Marketing demo widget

Variable	Purpose
`MARKETING_DEMO_AGENT_ID`	UUID of a published agent that powers the live demo widget on the marketing pages. Add the marketing site URL to that agent's `allowed_origins`.
`DEMO`	Set to `true` to open Login / Get started links in a new tab on the marketing site — useful for reviewers exploring a CodeCanyon live demo without losing the marketing page when they hop into the app.

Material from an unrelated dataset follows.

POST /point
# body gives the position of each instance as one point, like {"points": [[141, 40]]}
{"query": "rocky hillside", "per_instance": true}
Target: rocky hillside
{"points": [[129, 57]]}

Queue tick (Cloudflare Worker cron)

Variable	Purpose
`INTERNAL_QUEUE_TOKEN`	Shared bearer secret protecting `POST /api/v1/internal/queue-tick`. The Cloudflare Worker cron pings this every 60s to drive the queue when in-cluster scheduling isn't available.

App Settings overrides

The app_settings singleton row stores plaintext-encrypted overrides for:

Stripe secret + webhook secret + publishable key.
Mail driver settings.
Cloudflare / OpenAI / OpenRouter keys.
Branding (label, URL, logo).

The AppSettingsOverrideServiceProvider reads this on boot and merges into config(). Setting things via the admin panel is preferred for production — you don't have to re-deploy when a key rotates.

APP_KEY rotation requires a manual migration. The encrypted columns in app_settings were sealed with the old key; rotating without re-encrypting renders them unreadable.